8. What other books would you compare this story to within your genre? Though I haven’t read it, I have “spoken” (through email) with the author of a book, “Women of the Vine.” Her book is non-fiction about the winery she created in the Napa Valley, owned and operated by women. When I told her of my book based on the real life story of the first woman winery owner in Pennsylvania with a woman winemaker, she was impressed and wanted to meet the real Liz. She called her a “pioneer” in the wine industry since her story began in the 1980s, not the 21st century as Women of the Vine.

9. Who or What inspired you to write this book? This is the same answer as #1. “Liz” and her story are a great inspiration for all women. She struggled and came out on top with the help of a sisterhood and quarters – yes, the 25 cent piece. You’ll have to read the novel to figure out what that means – and I hope you’ll be able to in the not too distant future.

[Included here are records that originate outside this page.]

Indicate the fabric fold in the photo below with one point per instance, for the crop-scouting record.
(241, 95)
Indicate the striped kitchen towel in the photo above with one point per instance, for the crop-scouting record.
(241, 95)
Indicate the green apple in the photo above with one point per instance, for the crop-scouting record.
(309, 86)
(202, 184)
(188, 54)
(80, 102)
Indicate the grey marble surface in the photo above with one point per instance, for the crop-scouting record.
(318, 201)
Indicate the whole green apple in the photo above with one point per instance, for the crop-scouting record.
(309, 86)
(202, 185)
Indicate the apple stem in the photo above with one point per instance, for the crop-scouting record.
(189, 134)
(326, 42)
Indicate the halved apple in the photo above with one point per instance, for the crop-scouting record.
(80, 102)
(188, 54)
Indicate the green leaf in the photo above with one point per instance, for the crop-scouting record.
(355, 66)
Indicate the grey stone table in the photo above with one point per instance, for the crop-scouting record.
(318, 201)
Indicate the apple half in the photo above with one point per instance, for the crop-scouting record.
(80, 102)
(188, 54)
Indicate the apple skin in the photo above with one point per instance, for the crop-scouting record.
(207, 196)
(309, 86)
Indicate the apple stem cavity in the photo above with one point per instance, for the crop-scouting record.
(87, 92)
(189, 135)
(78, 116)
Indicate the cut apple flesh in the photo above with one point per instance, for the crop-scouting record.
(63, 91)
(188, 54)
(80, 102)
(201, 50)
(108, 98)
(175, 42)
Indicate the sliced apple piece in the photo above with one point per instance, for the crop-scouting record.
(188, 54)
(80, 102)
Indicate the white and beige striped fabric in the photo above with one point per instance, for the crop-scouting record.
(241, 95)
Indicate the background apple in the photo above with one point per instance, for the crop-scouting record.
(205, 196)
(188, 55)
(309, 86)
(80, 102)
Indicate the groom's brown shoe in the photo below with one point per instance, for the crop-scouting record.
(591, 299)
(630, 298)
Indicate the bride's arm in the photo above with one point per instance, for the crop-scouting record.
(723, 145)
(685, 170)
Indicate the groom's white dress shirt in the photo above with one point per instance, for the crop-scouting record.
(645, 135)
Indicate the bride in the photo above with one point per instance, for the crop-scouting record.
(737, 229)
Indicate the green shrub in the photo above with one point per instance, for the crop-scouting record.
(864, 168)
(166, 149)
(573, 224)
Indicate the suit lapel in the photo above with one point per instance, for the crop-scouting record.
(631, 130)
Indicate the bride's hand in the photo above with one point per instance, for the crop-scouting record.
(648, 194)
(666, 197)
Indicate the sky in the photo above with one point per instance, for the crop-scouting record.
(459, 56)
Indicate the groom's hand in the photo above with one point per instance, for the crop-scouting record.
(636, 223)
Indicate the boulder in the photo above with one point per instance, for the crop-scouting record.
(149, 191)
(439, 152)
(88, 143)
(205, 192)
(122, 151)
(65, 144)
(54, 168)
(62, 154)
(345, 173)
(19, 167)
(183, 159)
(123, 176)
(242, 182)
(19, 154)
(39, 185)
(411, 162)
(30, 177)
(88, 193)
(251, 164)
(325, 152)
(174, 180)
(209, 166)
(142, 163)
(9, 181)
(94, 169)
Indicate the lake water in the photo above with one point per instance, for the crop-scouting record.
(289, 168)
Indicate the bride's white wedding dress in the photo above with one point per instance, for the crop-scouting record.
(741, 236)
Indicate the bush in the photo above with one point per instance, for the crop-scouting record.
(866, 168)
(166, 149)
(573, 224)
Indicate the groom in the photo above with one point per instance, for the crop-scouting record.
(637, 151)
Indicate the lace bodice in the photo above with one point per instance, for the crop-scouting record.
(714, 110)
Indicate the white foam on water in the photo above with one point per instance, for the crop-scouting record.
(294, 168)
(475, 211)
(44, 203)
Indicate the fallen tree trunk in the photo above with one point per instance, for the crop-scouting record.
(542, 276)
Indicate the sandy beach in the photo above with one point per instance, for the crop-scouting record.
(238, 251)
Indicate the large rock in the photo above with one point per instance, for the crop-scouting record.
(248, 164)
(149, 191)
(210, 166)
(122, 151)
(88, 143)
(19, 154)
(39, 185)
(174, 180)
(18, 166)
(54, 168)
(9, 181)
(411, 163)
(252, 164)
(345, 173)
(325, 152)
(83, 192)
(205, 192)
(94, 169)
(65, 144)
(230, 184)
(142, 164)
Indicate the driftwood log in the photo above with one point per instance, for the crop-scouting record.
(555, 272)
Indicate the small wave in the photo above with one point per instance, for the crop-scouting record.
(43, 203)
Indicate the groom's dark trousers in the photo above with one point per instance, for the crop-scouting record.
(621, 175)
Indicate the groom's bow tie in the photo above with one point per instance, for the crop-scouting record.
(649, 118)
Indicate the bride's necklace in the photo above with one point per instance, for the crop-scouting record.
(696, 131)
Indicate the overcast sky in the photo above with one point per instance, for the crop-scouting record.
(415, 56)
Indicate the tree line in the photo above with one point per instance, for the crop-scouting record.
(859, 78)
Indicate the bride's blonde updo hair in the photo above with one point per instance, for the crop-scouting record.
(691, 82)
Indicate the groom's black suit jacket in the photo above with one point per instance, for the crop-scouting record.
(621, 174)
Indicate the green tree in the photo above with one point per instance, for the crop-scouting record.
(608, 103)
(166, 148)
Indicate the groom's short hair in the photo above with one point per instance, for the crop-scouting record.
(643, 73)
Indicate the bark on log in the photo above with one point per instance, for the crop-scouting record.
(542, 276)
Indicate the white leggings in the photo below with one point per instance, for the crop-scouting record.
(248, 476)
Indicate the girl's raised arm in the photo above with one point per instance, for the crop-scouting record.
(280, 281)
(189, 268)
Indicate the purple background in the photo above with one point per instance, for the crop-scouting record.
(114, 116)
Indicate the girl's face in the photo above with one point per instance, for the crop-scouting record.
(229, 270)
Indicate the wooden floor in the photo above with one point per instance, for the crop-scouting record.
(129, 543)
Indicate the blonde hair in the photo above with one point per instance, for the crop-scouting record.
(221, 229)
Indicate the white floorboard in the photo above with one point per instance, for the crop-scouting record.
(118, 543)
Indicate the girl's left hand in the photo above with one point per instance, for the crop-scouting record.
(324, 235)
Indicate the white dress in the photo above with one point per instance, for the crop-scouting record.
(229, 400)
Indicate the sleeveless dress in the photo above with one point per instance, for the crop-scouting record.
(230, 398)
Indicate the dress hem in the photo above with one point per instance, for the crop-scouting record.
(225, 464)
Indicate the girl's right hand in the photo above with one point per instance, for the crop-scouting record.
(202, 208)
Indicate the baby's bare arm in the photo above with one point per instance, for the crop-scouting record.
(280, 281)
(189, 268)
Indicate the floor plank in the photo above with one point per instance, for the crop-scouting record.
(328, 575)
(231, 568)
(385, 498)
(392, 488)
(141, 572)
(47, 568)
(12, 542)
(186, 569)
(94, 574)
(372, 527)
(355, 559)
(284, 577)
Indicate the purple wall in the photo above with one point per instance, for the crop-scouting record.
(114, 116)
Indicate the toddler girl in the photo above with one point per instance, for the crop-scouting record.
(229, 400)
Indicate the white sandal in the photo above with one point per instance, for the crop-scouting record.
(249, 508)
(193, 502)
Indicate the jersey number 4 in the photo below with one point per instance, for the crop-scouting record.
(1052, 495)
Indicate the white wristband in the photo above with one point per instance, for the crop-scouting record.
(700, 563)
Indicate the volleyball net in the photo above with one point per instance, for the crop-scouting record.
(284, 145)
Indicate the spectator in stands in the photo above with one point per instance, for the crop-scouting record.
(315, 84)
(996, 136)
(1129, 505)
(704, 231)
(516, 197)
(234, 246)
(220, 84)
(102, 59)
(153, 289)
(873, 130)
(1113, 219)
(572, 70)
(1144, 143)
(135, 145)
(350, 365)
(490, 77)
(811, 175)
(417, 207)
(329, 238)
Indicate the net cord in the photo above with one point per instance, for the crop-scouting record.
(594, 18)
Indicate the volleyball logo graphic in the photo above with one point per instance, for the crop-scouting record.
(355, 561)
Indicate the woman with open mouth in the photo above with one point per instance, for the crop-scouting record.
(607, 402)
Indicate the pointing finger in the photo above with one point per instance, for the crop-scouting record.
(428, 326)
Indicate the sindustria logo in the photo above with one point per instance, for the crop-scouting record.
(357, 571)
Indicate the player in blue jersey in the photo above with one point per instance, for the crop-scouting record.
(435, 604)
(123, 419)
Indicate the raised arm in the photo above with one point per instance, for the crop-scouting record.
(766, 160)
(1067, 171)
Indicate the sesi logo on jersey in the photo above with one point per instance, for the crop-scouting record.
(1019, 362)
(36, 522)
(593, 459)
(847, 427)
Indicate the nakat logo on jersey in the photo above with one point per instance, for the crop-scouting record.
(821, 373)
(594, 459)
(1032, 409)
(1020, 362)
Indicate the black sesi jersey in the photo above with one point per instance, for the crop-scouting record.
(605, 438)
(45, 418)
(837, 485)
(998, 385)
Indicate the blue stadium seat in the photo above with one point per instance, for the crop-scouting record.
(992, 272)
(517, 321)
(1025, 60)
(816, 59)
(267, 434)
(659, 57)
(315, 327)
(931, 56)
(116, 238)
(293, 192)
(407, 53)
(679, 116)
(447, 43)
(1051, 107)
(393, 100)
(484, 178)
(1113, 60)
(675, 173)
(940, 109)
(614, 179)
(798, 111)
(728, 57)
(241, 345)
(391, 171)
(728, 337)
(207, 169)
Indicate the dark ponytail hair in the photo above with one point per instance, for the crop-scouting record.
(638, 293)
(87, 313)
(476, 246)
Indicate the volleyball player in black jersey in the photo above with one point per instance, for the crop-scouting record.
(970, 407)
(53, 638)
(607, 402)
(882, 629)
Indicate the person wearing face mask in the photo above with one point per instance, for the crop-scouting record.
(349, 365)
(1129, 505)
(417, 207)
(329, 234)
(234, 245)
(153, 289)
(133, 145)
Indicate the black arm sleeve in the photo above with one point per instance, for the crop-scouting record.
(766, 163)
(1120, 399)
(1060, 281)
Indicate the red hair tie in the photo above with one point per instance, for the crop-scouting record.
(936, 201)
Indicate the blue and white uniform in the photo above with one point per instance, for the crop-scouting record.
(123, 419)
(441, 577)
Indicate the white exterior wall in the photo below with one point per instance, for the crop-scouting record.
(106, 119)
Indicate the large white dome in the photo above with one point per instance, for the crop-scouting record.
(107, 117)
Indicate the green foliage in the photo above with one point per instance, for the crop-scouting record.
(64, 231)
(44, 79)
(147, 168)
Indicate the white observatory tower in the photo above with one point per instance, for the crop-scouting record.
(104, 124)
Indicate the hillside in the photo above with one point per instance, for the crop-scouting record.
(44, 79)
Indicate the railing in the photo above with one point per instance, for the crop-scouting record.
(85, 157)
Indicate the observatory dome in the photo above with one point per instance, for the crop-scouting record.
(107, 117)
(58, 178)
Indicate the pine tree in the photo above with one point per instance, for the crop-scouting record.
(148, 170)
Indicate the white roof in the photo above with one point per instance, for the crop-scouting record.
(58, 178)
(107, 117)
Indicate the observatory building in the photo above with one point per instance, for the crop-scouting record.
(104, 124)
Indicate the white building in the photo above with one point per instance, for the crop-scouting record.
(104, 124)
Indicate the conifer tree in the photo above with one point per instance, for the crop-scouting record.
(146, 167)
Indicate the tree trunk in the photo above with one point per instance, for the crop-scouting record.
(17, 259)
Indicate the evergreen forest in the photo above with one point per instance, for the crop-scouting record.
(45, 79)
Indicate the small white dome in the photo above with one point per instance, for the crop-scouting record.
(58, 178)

10. What else about your book might pique the reader’s interest?  Liz has a few love affairs – not too steamy, though. The real-life Liz complained about that when she read the manuscript, but I told her “I stuck to the truth!” And, you’ll learn a little about making wine, “taste” the grapes and “smell” the aromas as the juices ferment and get a picture of life in the vineyard. You’ll definitely want a glass of vino as you read.
Hop on over to these blogs:
www.bwdecaro.com (click on blog on top right)



  1. Even though I've read Flourish, it was still nice to get the background of how it all started. It's a wonderful story of how women can become strong when needed and how they can support each other in the worst of times. Thanks so much for sharing.
    Now, I'll hop over to bwdecaro.com
    Thanks so much for hopping with me.

    1. Thanks Ann, for reading and all your help.